In the news nearly each week, sometimes each day, there are reports of interactions with the public and law enforcement agencies. Over the years there has been a growing call for more data on these interactions between the public and police - especially given the current. My project initially sought to tell a story about these interactions. As is sometimes the case, the story I stumbled across is different than the one I had planned to tell.
The Racial and Identity Profiling Act (RIPA) is a California state law passed in 2018 that, among other things, mandates the data reporting of the largest law enforcement agencies in the state. Starting with the top eight and since expanding to 15. The law touches on which agencies must collect information and when to submit it to the state, but is open to interpretation on collection method, storage scheme, and quality checks.
These large gaps in methodology big enough to drive a truck through, and as I hope to show opens the door to strange results from agency to agency completely negating the ability to interpret and compare data among them - a primary reason for even collecting these data in the first place.
What interested me most about these data was the demographics and characteristics of people as well as events that occurred during interactions with police. I work with these kinds of data all the time in my day job and it is important that we, as data scientists, take both the responsibility and opportunity to consider and discuss the meaning of demographic measures in any data set with which we work and how it may inadvertently perpetuate the legacy and lingering effects of structural racism, resource gatekeeping, and government policies and policing, that hold communities of color back, deprive resources and services from them, and punish their neighborhoods.
The data files for each year are simply enormous, taking awhile to download and read into RStudio. As a result, much of the pre-processing took place outside of R to improve run time. Despite the size, I appreciated the formatting of the data set. It had both binary variables for certain categories for race, gender, age, and purpose of stop and also a collapsed column with all options in one. These options were numeric and needed to be translated to their meaning before being imported to RStudio.
For this project I wanted to focus on the closest two law enforcement agencies to where I live and so reduced set to the Los Angeles Police Department (LAPD) and the Los Angeles County Sheriff’s Department (LASD). The LADP has responsibility over a geographic range 100 square miles more than New York City with diverse geographies from rural to urban, and coastal to rugged and mountainous. The LASD covers the entire area of the County of Los Angeles, the most populous county in the United States and rougly 4.750 square miles.
Additionally, the data for type of stop was heavily weighed toward traffic stops.
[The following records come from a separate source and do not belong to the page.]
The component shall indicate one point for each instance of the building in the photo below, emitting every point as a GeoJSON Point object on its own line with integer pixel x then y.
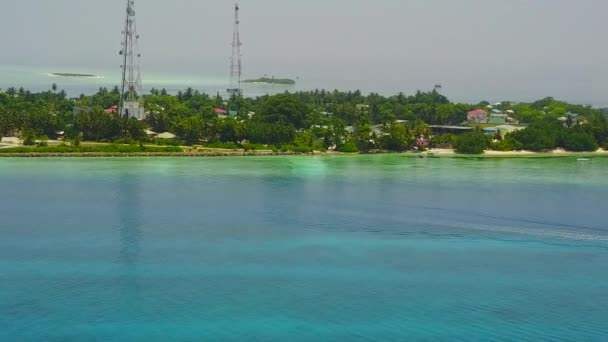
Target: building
{"type": "Point", "coordinates": [498, 118]}
{"type": "Point", "coordinates": [477, 116]}
{"type": "Point", "coordinates": [113, 109]}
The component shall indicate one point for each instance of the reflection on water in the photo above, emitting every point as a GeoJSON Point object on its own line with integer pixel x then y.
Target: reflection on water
{"type": "Point", "coordinates": [130, 218]}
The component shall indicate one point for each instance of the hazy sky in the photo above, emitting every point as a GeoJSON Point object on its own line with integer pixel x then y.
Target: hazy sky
{"type": "Point", "coordinates": [519, 49]}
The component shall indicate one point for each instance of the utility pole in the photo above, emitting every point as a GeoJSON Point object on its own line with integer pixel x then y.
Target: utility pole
{"type": "Point", "coordinates": [236, 64]}
{"type": "Point", "coordinates": [131, 95]}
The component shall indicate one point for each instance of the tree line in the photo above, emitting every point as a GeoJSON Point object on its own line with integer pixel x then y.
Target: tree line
{"type": "Point", "coordinates": [301, 121]}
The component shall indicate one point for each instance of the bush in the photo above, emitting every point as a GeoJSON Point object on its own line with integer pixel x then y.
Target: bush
{"type": "Point", "coordinates": [507, 144]}
{"type": "Point", "coordinates": [296, 148]}
{"type": "Point", "coordinates": [167, 142]}
{"type": "Point", "coordinates": [349, 147]}
{"type": "Point", "coordinates": [125, 141]}
{"type": "Point", "coordinates": [471, 143]}
{"type": "Point", "coordinates": [258, 147]}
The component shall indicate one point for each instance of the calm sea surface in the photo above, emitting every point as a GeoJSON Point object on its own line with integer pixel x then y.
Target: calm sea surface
{"type": "Point", "coordinates": [303, 249]}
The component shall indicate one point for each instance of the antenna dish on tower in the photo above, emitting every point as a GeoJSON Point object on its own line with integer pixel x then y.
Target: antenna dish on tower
{"type": "Point", "coordinates": [131, 100]}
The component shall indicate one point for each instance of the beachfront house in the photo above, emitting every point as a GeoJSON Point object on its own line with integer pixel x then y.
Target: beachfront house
{"type": "Point", "coordinates": [477, 116]}
{"type": "Point", "coordinates": [498, 118]}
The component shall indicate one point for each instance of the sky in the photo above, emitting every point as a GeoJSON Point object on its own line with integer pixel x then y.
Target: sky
{"type": "Point", "coordinates": [477, 49]}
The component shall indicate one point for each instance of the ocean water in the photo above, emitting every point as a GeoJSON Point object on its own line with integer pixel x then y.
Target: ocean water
{"type": "Point", "coordinates": [357, 248]}
{"type": "Point", "coordinates": [40, 78]}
It made sense to filter for these types of events as they are (evidently) the most common way for the public to interact with the police in everyday life.
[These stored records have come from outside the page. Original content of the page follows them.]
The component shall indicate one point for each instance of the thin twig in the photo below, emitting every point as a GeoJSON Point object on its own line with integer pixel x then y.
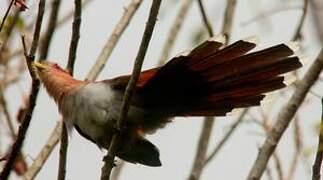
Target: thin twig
{"type": "Point", "coordinates": [226, 137]}
{"type": "Point", "coordinates": [298, 34]}
{"type": "Point", "coordinates": [208, 122]}
{"type": "Point", "coordinates": [228, 19]}
{"type": "Point", "coordinates": [70, 67]}
{"type": "Point", "coordinates": [55, 136]}
{"type": "Point", "coordinates": [114, 38]}
{"type": "Point", "coordinates": [203, 144]}
{"type": "Point", "coordinates": [51, 27]}
{"type": "Point", "coordinates": [117, 170]}
{"type": "Point", "coordinates": [108, 165]}
{"type": "Point", "coordinates": [44, 153]}
{"type": "Point", "coordinates": [6, 15]}
{"type": "Point", "coordinates": [270, 12]}
{"type": "Point", "coordinates": [316, 169]}
{"type": "Point", "coordinates": [284, 118]}
{"type": "Point", "coordinates": [205, 19]}
{"type": "Point", "coordinates": [4, 106]}
{"type": "Point", "coordinates": [32, 97]}
{"type": "Point", "coordinates": [174, 30]}
{"type": "Point", "coordinates": [298, 147]}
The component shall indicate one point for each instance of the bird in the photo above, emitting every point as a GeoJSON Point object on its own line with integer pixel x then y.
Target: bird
{"type": "Point", "coordinates": [210, 80]}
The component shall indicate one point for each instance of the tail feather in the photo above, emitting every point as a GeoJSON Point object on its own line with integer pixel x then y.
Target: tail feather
{"type": "Point", "coordinates": [211, 81]}
{"type": "Point", "coordinates": [236, 49]}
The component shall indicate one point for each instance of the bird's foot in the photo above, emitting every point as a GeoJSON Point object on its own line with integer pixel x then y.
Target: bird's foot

Methodology aside, the basis for the data collection is primarily based on “officer perseption” (i.e., whatever the officer thought or observed or can remember or wrote down at the time). For both innocent and malicious reasons, this is a bad approach. There are no rules or policies that I could find in my casual search from either the LASD or LAPD that governs how data are collected or what consequences there are to misreporting or ommitting details about an interaction. Because these data are not connected to a particular officer and observed on a system level, it is difficult to determine if individually or as a group agencies are failing to report. At least, I thought it would be difficult.
Some additional background research uncovered both negligent and intentional misreporting of crime data that occurred in police departments in the US. So it is difficult to root out a purposful (maybe even organized) attempt to obscure or influence data reporting. As it turns out, by visualizing certain aspects of these interactions, patters emerged (or didn’t) that suggests gaps in data collection or quality, or technical gaps in storage and reporting. Let’s dive in.
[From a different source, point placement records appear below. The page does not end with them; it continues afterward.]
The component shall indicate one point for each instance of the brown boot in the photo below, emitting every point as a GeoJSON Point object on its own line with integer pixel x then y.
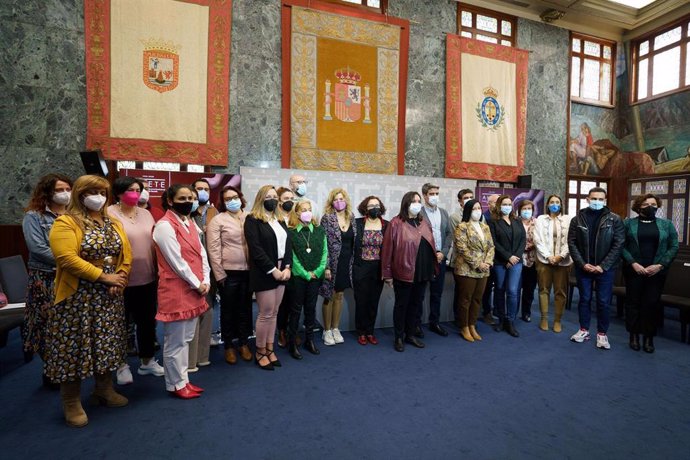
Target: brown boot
{"type": "Point", "coordinates": [104, 394]}
{"type": "Point", "coordinates": [230, 356]}
{"type": "Point", "coordinates": [465, 333]}
{"type": "Point", "coordinates": [245, 353]}
{"type": "Point", "coordinates": [70, 392]}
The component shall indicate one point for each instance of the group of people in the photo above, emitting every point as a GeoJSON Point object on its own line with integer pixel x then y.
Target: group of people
{"type": "Point", "coordinates": [90, 265]}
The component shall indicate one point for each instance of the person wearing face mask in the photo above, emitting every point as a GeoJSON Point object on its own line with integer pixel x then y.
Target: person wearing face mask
{"type": "Point", "coordinates": [651, 244]}
{"type": "Point", "coordinates": [140, 293]}
{"type": "Point", "coordinates": [509, 240]}
{"type": "Point", "coordinates": [553, 261]}
{"type": "Point", "coordinates": [528, 281]}
{"type": "Point", "coordinates": [595, 239]}
{"type": "Point", "coordinates": [341, 233]}
{"type": "Point", "coordinates": [443, 236]}
{"type": "Point", "coordinates": [408, 263]}
{"type": "Point", "coordinates": [366, 268]}
{"type": "Point", "coordinates": [227, 253]}
{"type": "Point", "coordinates": [85, 332]}
{"type": "Point", "coordinates": [285, 204]}
{"type": "Point", "coordinates": [475, 257]}
{"type": "Point", "coordinates": [48, 201]}
{"type": "Point", "coordinates": [270, 259]}
{"type": "Point", "coordinates": [183, 283]}
{"type": "Point", "coordinates": [309, 258]}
As mentioned, much of the heavy data pre-processing took place outside RStudio on account of the vastness of the orginal file (600+MB).
One thing that is a perennial consideration that was not cleaned up in pre-processing is the date of the interaction. I have become a huge fan of the lubridate package to navigate how to change any date format in CSV or Excel to one RStudio can read. I have also found it essential to periodically check on the results of my efforts to ensure what I think is being changed actually did change.
Narrowing the focus of the project to two law enforcement agencies and one type of stop (traffic) made it harder for insights to hide among a sea of results. Setting collection and reporting methods among agencies aside, I hope to be able to compare these agencies with eachother.
There is a stark difference in number of traffic stops performed by LASD and LAPD. Knowing a little about both of these agencies from my time working at the County and with both of these agencies, it is not surprising to me. While both agencies have broad responsibilities, LASD has fewer patrolling ones as they contract with 44 of 88 cities in the county, the largest of these being Lancaster, Compton, and Santa Clarita. LAPD by contract has more than 400 square miles to patrol in one of the most densly packed areas in the country with lots of cars and plenty of moving violations to choose from.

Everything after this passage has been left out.